Monday, Jul. 31, 1950
Needed: a System
It is nearly 300 years since a crotchety Boston artillery captain named Robert Keayne died and left his city money for a fine new building with "a convenient roome for a Library & a gallery or some other handsome roome for the Elders to meete in and conferr." That, in 1658, gave Boston the first public library in the U.S. Since then, U.S. communities have kept right on building, now have 7,408 of them. How well do they serve?
To find out, a special Public Library Inquiry, headed by onetime Bennington College President Robert D. Leigh, went to work three years ago with a $200,000 grant from the Carnegie Corporation. Part of the money went for a nationwide poll of reading habits. Last week the inquiry's answer, The Public Library in the United States (Columbia University Press; $3.75), pronounced the state of the nation's libraries only fair.

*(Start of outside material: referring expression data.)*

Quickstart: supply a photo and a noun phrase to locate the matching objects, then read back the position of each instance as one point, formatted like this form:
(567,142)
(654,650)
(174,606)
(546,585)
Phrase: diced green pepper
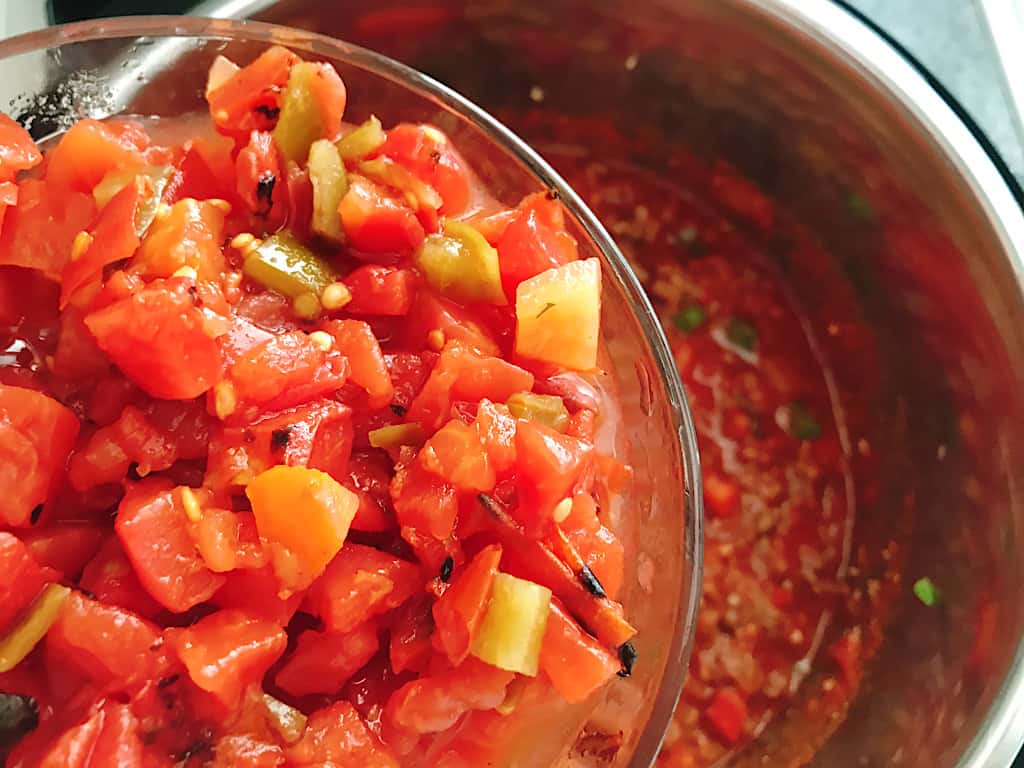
(396,435)
(512,630)
(803,425)
(19,641)
(285,265)
(741,334)
(461,264)
(330,181)
(690,317)
(115,181)
(299,123)
(286,720)
(367,138)
(546,409)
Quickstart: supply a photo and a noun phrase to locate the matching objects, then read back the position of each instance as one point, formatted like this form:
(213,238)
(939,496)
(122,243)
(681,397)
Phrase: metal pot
(811,103)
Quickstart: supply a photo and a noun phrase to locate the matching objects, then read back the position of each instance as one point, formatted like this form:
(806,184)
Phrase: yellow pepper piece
(512,630)
(396,435)
(327,173)
(546,409)
(461,264)
(17,643)
(285,265)
(367,138)
(299,123)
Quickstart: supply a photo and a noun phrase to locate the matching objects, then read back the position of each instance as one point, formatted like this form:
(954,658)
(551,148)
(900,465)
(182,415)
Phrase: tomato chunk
(361,583)
(36,435)
(159,338)
(226,651)
(154,530)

One big trouble, concluded the inquiry, is public apathy. U.S. citizens spend $100 million a year on their libraries, but that is only two-thirds of what they spend on bowling alleys and billiards. Furthermore, although 90% of U.S. adults listen to the radio every day, and 50% of them go to the movies at least once a fortnight, about half (48%) never read a book from one year's end to another. Only one in ten is a library regular.

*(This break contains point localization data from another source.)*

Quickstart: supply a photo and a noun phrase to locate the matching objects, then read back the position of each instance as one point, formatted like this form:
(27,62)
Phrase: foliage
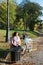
(29,12)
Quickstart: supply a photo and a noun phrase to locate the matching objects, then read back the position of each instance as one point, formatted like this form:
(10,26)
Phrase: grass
(4,45)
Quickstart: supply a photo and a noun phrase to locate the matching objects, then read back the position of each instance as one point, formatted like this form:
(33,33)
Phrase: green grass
(4,45)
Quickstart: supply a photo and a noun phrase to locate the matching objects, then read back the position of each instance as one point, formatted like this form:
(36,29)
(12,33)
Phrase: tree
(29,12)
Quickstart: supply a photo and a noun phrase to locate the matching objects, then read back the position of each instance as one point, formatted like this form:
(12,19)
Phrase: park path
(32,58)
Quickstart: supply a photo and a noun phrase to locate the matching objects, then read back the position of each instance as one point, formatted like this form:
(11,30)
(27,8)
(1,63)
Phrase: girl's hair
(14,34)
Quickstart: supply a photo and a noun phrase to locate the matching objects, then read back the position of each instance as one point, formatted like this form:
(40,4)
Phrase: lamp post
(7,26)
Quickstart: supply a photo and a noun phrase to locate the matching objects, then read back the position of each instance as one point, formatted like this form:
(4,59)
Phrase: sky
(37,1)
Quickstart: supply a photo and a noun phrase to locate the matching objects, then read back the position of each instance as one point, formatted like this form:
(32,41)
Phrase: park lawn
(5,45)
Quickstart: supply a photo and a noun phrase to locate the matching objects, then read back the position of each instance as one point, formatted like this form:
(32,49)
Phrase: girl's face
(16,34)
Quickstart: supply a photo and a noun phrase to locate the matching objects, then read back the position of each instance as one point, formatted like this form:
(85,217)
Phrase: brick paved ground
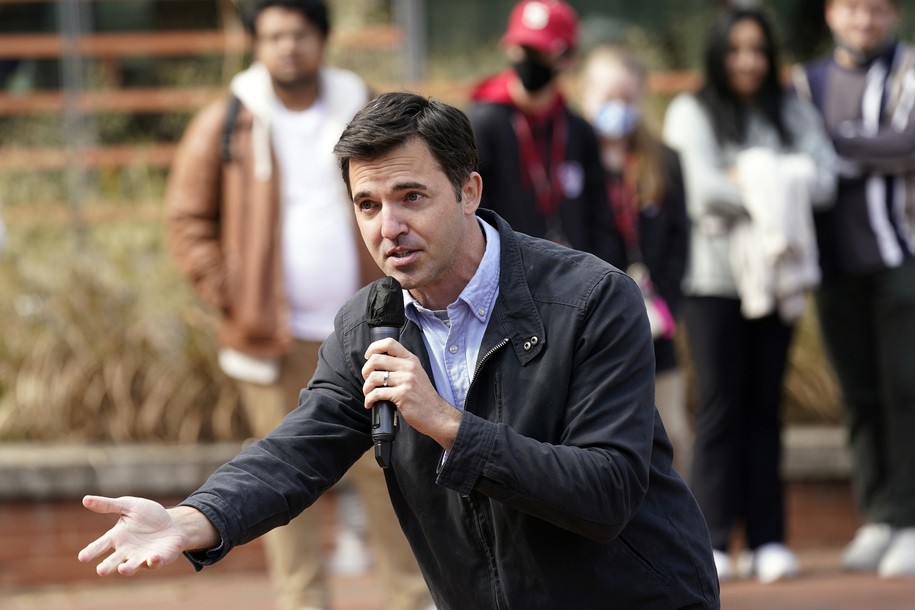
(39,571)
(822,586)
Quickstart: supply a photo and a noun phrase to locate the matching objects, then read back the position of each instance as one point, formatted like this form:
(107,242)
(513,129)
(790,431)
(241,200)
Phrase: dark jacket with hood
(558,491)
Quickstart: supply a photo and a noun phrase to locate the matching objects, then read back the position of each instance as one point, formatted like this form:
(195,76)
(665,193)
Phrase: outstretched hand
(146,535)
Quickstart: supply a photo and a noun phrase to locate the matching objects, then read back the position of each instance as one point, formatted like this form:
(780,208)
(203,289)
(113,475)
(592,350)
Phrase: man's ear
(472,192)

How much of a selection does the average regular get when he does go to his library? Not much, reports the inquiry. Ninety percent of U.S. libraries are in towns of under 5,000 to 25,000 people. Many of them have fewer than 6,000 books, struggle along with budgets of less than $4,000, are able to buy only 330 books a year, including replacements of worn-out favorites. At least two-thirds of all U.S. libraries have no adequate stock of reference works, make too little attempt to enrich their shelves with classics.
Most disturbing of all, says the inquiry, is the fact that one-third of the nation is without any public-library facilities whatever. The obvious reason: many rural areas and villages lack the means to provide and maintain them. If the U.S. as a whole is to get adequate library service, concludes the inquiry, existing libraries must give up their isolation. Instead, they should be linked together in regional networks, buying in common, exchanging books, records and films, supporting a common staff of experts.